第40話「秀次、すれ違う心」
「秀長……わし、どうしたらええんだね。秀次に関白の座を譲ったのに、わしの顔を見るたびに怯えとるんだて。まるでお化けでも見るような目で。わし、そんなに恐ろしいかね?」
万作は、誰もいない秀長の居室に座り込み、虚空に語りかけていた。甥の秀次は、万作が本物の秀吉だと信じ、その背中を追ってきた純粋な若者だった。だが、秀長という唯一の理解者を失った万作からは、農民の温もりが消え天下人という冷たい影だけが漂っていた。

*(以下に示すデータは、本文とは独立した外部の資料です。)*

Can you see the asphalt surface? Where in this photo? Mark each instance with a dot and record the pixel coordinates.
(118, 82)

「秀次の奴、わしが何を考えてるか分からんもんで、どっかで良からぬ相談をしとらんかね。あいつが裏切るかもしれんと思うと、夜も眠れにゃあがや。……秀長、あいつ、わしを追い出して本物の天下人になりたいんじゃないかね?」
一度芽生えた疑念は、万作の心を徐々に蝕んでいく。偽物である自分の居場所を奪われる恐怖が最も身近な身内への凄まじい猜疑心へと変わっていった。万作は、秀次の家族までも巻き込む血塗られた決断を下してしまう。
「秀次……すまん。おみゃあさんも、わしらと一緒に天下なんていう夢を見たのが間違いだったんだわ。……秀長、わし、もう自分の手が血で見えんがや」
万作は、震える手で顔を覆った。そこには、かつての陽気な万作の面影はどこにもなかった。